Anyway, I like your interpretation. It’s the only thing I can think of that makes sense. What Sylar told Peter was important: “you’re the villain, I’m the hero.” Sylar didn’t want to blow up half of NY, and the only way he could prevent it was to let his visions play out they way he saw them. Isaac also said: “I can’t fight the future, maybe you can do better.” I think Sylar did better.
Other thoughts:
Regarding duplication of powers, why not? You can’t swing a cat in comics w/out hitting a telepath, a telekinetic, a precog of some type or super-strength/super-agile type.
This loose-knit cabal of Lindermans, Nakamuras, Petrellis, Deveauxs, etc all knew basically what was going to happen but none knew for sure and I highly doubt they were all working off of just Isaac’s paintings. They have to have other sources of intelligence, and they obviously didn’t agree on everything.
What’s up with Sylar was hiding in plain sight? We’ve sorta been shown his chameleon-like ability to take over other people’s identities, but he walked up to Peter & Noah in an almost invisible way. Was that a power?
It’s really easy to come up with reasons how both Peter and Nathan survived, but I have a feeling Nathan served his purpose and is gone. Peter is gone, unless Sylar is still alive.
Although, we probably need either Peter or Sylar or both to take on Molly’s next-season villain, and really, there’s no reasonable way I can think of that Peter didn’t survive the blast, since we know future Peter survived it.
Peter survived the first blast on the ground, much like Ted - we have no idea how far up Nathan took him, nor his ability to land from that far up and not get a blade of grass studk in his noggin. So, this blast’s circumstances were completely different.
And if none of the ‘main cast’ die, I have no faith in the series being anything other than run of the mill formula TV - where everyone is safe all the time. (even the really good villans get to live thru it).
It occurs to me there’s no reason Nathan had to die. Hiro could’ve taken Peter to nowhere land with teleportation, then safely left him to explode. Hiro could’ve done everything Nathan did, and without anyone dying, no?
Didn’t Claire have a Buffy like moment crossing the street with Peter last week saying something like “when this is all over” she’d like to go out at night on missions and “save people from burning buildings” etc. ?
In case anyone is interested, there are spoilers out there from the actors that indicate some of who’ll be back next season, and there are spoilers from the writers hinting at how many of the heroes will or will not be back next season. I caught 'em over at televisionwithoutpity, but google should also turn 'em up if interested.
Claude implied that he’d met another empath like Peter at some point in his past.
Not that I think they were being that subtle, but nothing Molly said truly indicated the person is a villian. She’s scared because, unlike the others, someone looks back. That’s not necessarily evil, just frightening to an 8 y.o. girl.

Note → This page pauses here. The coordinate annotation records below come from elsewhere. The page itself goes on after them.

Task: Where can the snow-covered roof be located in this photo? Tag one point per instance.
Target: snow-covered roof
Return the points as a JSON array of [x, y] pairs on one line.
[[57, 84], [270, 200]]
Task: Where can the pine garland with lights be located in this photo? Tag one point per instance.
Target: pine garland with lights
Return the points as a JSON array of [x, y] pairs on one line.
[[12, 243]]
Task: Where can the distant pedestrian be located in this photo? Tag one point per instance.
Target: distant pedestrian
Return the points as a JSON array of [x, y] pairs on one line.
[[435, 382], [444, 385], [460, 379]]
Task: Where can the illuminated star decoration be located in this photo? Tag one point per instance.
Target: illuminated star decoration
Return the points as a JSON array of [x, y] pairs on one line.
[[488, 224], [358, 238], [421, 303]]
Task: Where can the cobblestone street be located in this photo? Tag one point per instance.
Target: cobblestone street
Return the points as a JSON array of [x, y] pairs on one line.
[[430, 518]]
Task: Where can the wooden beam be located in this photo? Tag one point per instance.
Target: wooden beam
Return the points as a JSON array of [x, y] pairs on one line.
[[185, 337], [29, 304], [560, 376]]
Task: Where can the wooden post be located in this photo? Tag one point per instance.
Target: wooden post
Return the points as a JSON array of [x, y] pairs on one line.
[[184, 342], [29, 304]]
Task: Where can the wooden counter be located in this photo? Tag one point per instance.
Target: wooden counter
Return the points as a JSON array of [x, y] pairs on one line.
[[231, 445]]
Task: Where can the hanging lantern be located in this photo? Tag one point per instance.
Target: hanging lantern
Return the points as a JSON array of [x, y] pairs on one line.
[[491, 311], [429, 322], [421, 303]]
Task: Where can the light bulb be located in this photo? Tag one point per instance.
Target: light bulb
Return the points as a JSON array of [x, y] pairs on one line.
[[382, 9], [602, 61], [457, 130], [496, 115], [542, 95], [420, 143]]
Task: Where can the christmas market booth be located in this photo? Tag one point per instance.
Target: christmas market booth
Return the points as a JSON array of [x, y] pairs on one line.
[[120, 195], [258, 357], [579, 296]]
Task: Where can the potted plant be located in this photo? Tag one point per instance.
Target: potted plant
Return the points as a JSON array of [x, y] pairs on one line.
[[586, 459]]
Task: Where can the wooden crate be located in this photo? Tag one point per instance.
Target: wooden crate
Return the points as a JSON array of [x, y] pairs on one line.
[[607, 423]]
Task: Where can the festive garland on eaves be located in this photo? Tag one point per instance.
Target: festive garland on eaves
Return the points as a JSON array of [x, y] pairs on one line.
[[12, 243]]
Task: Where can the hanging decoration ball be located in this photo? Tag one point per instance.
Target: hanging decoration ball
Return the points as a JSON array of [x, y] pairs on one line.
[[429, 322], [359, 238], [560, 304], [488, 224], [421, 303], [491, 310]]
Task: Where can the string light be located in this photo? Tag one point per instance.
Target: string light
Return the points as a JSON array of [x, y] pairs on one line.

Fair enough, I don’t consider him part of the ‘main grouping’, and we ‘knew’ he was going to die from the first or second episode… my point is that there is no reason to fear for our hero’s fates if the writers keep them ‘safe’.
:smack:
Maybe we’re just inordinately clever, but it seems to me that the whole “Peter can’t use more than one power because he’s trying to concentrate on holding Ted’s power in check” explanation was a pretty obvious way out for Kring. He creates the damn show, but can’t come up with anything better than, “Because we said so?” Seriously, if we can think of a reasonable excuse, how come he can’t? I’m just gonna pretend like I never read that and go on in my own little world of Heroes-logic.
I’m just not getting the dismay and/or disgust that the obvious explanation which we all thought was obvious turned out to be the explanation that the writers went with to make the finale more dramatic.
Since the options seem to be (1) they should’ve used a less-obvious reason or (2) they should’ve given us a less-dramatic finale, I’m glad that they chose to go the way that they did.